Hiring Mark Carney may just be George Osborne’s best move since becoming Chancellor. Britain badly needed a break from the failed economic consensus which still hangs around the Bank of England like a bad smell. In August, The Spectator implored the Chancellor to mount a global search. When Carney ruled himself out, I gave up hope and resigned myself to Paul Tucker, who would be likely to keep Britain on its current Faustian monetary path paved with freshly-minted banknotes.
Instead, Osborne has succeeded in hiring one of the best-qualified of all the Queen’s 137 million subjects — from a country that knows a thing or two about economic crises and how to handle them. Carney is not an academic like Sir Mervyn; he spent 13 years at Goldman Sachs and knows the banks and their tricks. He is anti-bailout and commands sufficient international respect to be made chairman of the G20’s Financial Stability Board.
Carney hails from a land of (comparative) fiscal sanity. The crash was global but there were no bust banks in Canada. Its troubles stand no comparison to those of the United States – and the secret was better regulation and a stronger commitment to sound money. There was no purblind regulation, no central bankers looking amazed at what the merchant bankers had been getting up to right under their noses.
Carney said recently that ‘The crisis has shaken the foundations of monetary economics, making this a great time to be an academic but a more challenging one to be a practitioner.’ You would not hear Sir Mervyn making the same statement. Nor would you hear him acknowledge the Austrian school of economics and its criticism that:
‘inflation targeting can actively feed the creation of financial vulnerabilities, especially in the presence of positive supply shocks.
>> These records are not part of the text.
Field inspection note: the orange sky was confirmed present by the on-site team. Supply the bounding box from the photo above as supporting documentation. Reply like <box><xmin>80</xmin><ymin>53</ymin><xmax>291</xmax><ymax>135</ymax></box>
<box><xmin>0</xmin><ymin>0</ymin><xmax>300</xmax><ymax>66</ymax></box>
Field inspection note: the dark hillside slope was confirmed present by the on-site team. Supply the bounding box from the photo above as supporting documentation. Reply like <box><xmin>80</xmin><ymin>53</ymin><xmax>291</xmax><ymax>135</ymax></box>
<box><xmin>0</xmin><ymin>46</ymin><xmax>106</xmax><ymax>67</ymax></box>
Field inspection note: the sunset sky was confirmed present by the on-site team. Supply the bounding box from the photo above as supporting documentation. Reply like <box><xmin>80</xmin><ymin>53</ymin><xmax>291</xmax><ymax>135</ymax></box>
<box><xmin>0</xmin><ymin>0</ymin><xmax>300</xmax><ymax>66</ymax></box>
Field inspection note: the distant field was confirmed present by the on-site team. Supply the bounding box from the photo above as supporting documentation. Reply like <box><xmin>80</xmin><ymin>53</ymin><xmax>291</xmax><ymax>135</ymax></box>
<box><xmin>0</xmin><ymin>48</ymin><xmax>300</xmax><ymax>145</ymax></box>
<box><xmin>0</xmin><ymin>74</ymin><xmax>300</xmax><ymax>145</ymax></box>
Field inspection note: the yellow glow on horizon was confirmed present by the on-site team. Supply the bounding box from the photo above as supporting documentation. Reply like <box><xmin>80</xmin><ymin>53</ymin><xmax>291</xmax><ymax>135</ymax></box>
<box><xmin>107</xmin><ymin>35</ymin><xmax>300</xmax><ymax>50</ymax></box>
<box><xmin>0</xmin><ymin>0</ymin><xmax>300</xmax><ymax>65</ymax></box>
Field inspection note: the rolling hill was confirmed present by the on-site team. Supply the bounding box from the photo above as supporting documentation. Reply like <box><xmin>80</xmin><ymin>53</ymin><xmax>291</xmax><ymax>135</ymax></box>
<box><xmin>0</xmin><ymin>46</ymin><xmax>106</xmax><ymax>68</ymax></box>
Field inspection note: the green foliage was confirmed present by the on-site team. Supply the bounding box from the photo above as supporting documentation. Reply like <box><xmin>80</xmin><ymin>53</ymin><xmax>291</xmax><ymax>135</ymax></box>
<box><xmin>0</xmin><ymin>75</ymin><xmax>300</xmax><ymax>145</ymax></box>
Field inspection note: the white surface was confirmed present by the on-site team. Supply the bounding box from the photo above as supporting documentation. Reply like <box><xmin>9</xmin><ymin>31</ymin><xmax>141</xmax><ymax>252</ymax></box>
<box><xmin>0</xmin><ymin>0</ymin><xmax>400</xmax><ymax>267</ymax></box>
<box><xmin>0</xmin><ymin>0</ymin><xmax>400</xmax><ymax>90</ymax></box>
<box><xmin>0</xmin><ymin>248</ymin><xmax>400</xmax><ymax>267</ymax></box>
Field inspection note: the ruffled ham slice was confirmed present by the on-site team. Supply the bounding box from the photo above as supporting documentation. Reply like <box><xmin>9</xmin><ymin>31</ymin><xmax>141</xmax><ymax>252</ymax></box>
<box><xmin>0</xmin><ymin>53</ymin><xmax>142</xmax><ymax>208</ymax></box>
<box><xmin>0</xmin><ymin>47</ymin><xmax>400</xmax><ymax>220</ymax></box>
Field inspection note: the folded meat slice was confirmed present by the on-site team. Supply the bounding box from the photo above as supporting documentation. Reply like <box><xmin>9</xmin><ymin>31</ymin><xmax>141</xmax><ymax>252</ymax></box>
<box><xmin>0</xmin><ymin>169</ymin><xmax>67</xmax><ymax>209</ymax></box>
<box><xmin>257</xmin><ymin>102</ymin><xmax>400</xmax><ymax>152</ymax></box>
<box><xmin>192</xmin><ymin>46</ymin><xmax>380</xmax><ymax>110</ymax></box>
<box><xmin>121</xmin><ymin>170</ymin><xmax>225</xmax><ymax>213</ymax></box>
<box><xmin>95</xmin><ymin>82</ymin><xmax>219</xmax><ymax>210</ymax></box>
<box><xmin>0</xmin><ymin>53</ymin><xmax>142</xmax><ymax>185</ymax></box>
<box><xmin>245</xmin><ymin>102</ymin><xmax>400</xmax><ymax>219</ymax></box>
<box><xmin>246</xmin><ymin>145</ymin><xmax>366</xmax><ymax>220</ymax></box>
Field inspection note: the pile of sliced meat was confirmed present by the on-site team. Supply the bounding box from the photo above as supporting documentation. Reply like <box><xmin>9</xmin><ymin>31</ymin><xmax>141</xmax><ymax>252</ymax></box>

For example, in an environment of increased potential growth resulting from higher productivity, inflation-targeting central banks may be compelled to respond to the consequent “good” deflation by lowering interest rates. From the Austrian perspective, this misguided response stokes excess money and credit creation, resulting in an intertemporal misallocation of capital and the accumulation of imbalances over time. These imbalances eventually implode.’
When Carney said this, he made clear he does not regard himself as an Austrian.But in recognising such concerns – and admitting that inflation targeting is up for debate – he goes much further than his predecessor.
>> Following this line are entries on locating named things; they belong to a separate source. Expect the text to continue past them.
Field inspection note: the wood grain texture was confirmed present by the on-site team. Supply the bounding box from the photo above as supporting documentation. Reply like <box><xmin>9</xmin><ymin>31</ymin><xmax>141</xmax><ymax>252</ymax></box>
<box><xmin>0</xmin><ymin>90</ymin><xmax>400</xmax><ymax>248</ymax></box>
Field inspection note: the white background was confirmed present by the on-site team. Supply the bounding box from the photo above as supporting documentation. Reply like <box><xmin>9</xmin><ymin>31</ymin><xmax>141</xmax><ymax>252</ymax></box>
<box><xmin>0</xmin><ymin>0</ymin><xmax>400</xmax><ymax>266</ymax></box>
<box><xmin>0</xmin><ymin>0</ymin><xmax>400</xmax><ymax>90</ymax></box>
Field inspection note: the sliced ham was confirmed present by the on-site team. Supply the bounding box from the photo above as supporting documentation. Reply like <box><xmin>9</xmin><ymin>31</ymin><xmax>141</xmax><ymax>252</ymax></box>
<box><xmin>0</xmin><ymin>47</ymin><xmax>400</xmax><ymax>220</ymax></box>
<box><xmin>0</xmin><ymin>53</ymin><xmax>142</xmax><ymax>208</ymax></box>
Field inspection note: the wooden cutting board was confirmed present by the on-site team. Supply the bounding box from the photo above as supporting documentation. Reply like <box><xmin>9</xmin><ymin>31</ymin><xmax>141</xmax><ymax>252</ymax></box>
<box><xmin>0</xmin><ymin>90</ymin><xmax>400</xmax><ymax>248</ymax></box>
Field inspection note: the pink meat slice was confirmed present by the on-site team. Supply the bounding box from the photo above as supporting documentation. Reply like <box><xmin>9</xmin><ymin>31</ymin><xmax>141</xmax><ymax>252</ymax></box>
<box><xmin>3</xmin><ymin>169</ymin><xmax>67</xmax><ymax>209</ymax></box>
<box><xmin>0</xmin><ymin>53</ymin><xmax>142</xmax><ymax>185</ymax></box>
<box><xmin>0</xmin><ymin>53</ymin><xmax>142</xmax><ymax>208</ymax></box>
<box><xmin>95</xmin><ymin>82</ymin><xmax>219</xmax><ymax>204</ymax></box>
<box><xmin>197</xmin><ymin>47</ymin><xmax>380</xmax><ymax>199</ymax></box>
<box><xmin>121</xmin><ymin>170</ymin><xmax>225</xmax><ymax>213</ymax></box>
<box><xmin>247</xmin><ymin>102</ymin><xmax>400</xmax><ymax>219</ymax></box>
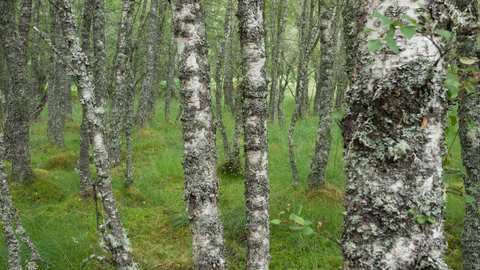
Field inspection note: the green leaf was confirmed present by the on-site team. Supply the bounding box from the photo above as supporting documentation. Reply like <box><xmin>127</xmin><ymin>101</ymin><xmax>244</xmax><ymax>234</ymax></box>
<box><xmin>463</xmin><ymin>193</ymin><xmax>475</xmax><ymax>203</ymax></box>
<box><xmin>295</xmin><ymin>216</ymin><xmax>305</xmax><ymax>225</ymax></box>
<box><xmin>325</xmin><ymin>129</ymin><xmax>332</xmax><ymax>141</ymax></box>
<box><xmin>400</xmin><ymin>26</ymin><xmax>417</xmax><ymax>39</ymax></box>
<box><xmin>445</xmin><ymin>79</ymin><xmax>460</xmax><ymax>98</ymax></box>
<box><xmin>387</xmin><ymin>28</ymin><xmax>395</xmax><ymax>38</ymax></box>
<box><xmin>417</xmin><ymin>216</ymin><xmax>427</xmax><ymax>224</ymax></box>
<box><xmin>437</xmin><ymin>30</ymin><xmax>452</xmax><ymax>41</ymax></box>
<box><xmin>270</xmin><ymin>219</ymin><xmax>282</xmax><ymax>225</ymax></box>
<box><xmin>303</xmin><ymin>220</ymin><xmax>313</xmax><ymax>226</ymax></box>
<box><xmin>385</xmin><ymin>37</ymin><xmax>398</xmax><ymax>53</ymax></box>
<box><xmin>402</xmin><ymin>14</ymin><xmax>417</xmax><ymax>24</ymax></box>
<box><xmin>466</xmin><ymin>188</ymin><xmax>478</xmax><ymax>194</ymax></box>
<box><xmin>448</xmin><ymin>115</ymin><xmax>458</xmax><ymax>126</ymax></box>
<box><xmin>367</xmin><ymin>39</ymin><xmax>382</xmax><ymax>52</ymax></box>
<box><xmin>372</xmin><ymin>11</ymin><xmax>383</xmax><ymax>19</ymax></box>
<box><xmin>417</xmin><ymin>3</ymin><xmax>428</xmax><ymax>11</ymax></box>
<box><xmin>288</xmin><ymin>225</ymin><xmax>303</xmax><ymax>231</ymax></box>
<box><xmin>459</xmin><ymin>57</ymin><xmax>475</xmax><ymax>65</ymax></box>
<box><xmin>358</xmin><ymin>28</ymin><xmax>375</xmax><ymax>36</ymax></box>
<box><xmin>303</xmin><ymin>226</ymin><xmax>313</xmax><ymax>236</ymax></box>
<box><xmin>380</xmin><ymin>15</ymin><xmax>394</xmax><ymax>26</ymax></box>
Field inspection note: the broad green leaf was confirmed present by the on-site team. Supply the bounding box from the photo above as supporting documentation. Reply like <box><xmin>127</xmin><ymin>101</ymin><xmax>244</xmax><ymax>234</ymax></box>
<box><xmin>463</xmin><ymin>193</ymin><xmax>475</xmax><ymax>203</ymax></box>
<box><xmin>288</xmin><ymin>225</ymin><xmax>303</xmax><ymax>231</ymax></box>
<box><xmin>437</xmin><ymin>30</ymin><xmax>452</xmax><ymax>41</ymax></box>
<box><xmin>460</xmin><ymin>57</ymin><xmax>475</xmax><ymax>64</ymax></box>
<box><xmin>303</xmin><ymin>226</ymin><xmax>313</xmax><ymax>236</ymax></box>
<box><xmin>367</xmin><ymin>39</ymin><xmax>382</xmax><ymax>52</ymax></box>
<box><xmin>380</xmin><ymin>15</ymin><xmax>394</xmax><ymax>26</ymax></box>
<box><xmin>295</xmin><ymin>216</ymin><xmax>305</xmax><ymax>225</ymax></box>
<box><xmin>325</xmin><ymin>129</ymin><xmax>332</xmax><ymax>141</ymax></box>
<box><xmin>466</xmin><ymin>188</ymin><xmax>478</xmax><ymax>194</ymax></box>
<box><xmin>270</xmin><ymin>219</ymin><xmax>282</xmax><ymax>225</ymax></box>
<box><xmin>417</xmin><ymin>3</ymin><xmax>428</xmax><ymax>11</ymax></box>
<box><xmin>400</xmin><ymin>26</ymin><xmax>417</xmax><ymax>39</ymax></box>
<box><xmin>445</xmin><ymin>79</ymin><xmax>460</xmax><ymax>98</ymax></box>
<box><xmin>402</xmin><ymin>14</ymin><xmax>417</xmax><ymax>24</ymax></box>
<box><xmin>358</xmin><ymin>28</ymin><xmax>375</xmax><ymax>36</ymax></box>
<box><xmin>372</xmin><ymin>11</ymin><xmax>383</xmax><ymax>19</ymax></box>
<box><xmin>448</xmin><ymin>115</ymin><xmax>458</xmax><ymax>126</ymax></box>
<box><xmin>385</xmin><ymin>37</ymin><xmax>398</xmax><ymax>53</ymax></box>
<box><xmin>417</xmin><ymin>216</ymin><xmax>427</xmax><ymax>224</ymax></box>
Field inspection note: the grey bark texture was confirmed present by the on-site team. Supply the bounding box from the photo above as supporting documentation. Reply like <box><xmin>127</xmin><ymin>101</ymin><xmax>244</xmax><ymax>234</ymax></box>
<box><xmin>455</xmin><ymin>0</ymin><xmax>480</xmax><ymax>270</ymax></box>
<box><xmin>0</xmin><ymin>0</ymin><xmax>33</xmax><ymax>181</ymax></box>
<box><xmin>0</xmin><ymin>133</ymin><xmax>40</xmax><ymax>270</ymax></box>
<box><xmin>137</xmin><ymin>0</ymin><xmax>158</xmax><ymax>129</ymax></box>
<box><xmin>342</xmin><ymin>0</ymin><xmax>448</xmax><ymax>269</ymax></box>
<box><xmin>236</xmin><ymin>0</ymin><xmax>271</xmax><ymax>269</ymax></box>
<box><xmin>45</xmin><ymin>0</ymin><xmax>138</xmax><ymax>270</ymax></box>
<box><xmin>171</xmin><ymin>0</ymin><xmax>228</xmax><ymax>269</ymax></box>
<box><xmin>77</xmin><ymin>0</ymin><xmax>94</xmax><ymax>193</ymax></box>
<box><xmin>308</xmin><ymin>3</ymin><xmax>338</xmax><ymax>189</ymax></box>
<box><xmin>269</xmin><ymin>0</ymin><xmax>289</xmax><ymax>124</ymax></box>
<box><xmin>108</xmin><ymin>0</ymin><xmax>134</xmax><ymax>167</ymax></box>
Carney knows Britain well enough. He was educated in Oxford and worked in Goldman Sachs from London for a while. His wife, a Brit, took Canadian passport. He’ll now take a British one. He’ll leave his job running Canada’s central bank in June – about a year early – and start in Threadneedle St in July.
It will, needless to say, be the first time a foreign national has run the Bank of England. But when you saw ex-civil servants like Gus O’Donnell throwing their hat in the ring, you knew we needed global help. In August, The Spectator’s leader had this to say:-
‘When the BBC was looking for a new director-general, it spent £150,000 on international headhunters only to promote an internal candidate. The search for a new Governor is vastly more important, given the outsourcing by the Treasury of so much British economic policymaking. George Osborne should scour the globe, and double the salary if need be. He badly needs help, and the right Bank of England governor could provide it. To find the right man or woman will perhaps be the single most important act of his chancellorship.’
Osborne gets a lot of stick from Coffee House. But this is a coup: he has poached a serving central bank governor and found a badly-needed new boom. I gather that the interview and appointment was done on the QT in London the weekend before last. Secrecy was vital; no serving head of a central bank could afford to apply for another job and then be rejected in public. Not that there was any risk of rejection: I understand that Carney was always Osborne’s no1.
So let’s wish the incoming Governor luck. He’ll certainly need it.
Here’s Osborne explaining it all to Robert Peston:-
http://audioboo.fm/boos/1080523-osborne-on-carney-peston-interview-26-11-12
UPDATE: Ladbrokes has given Carney a very British welcome with the following odds:
- Carney will authorise a larger volume of QE than Mervyn King* 8/1
- Interest rates will rise above 2.5pc in Carney’s first year 4/1
- UK base rate to rise above 7.5pc in Carney’s first year 25/1
And if the last one seems remote, remember Carney was 12/1 to win the job this morning. The unexpected seems to be happening rather a lot in economics.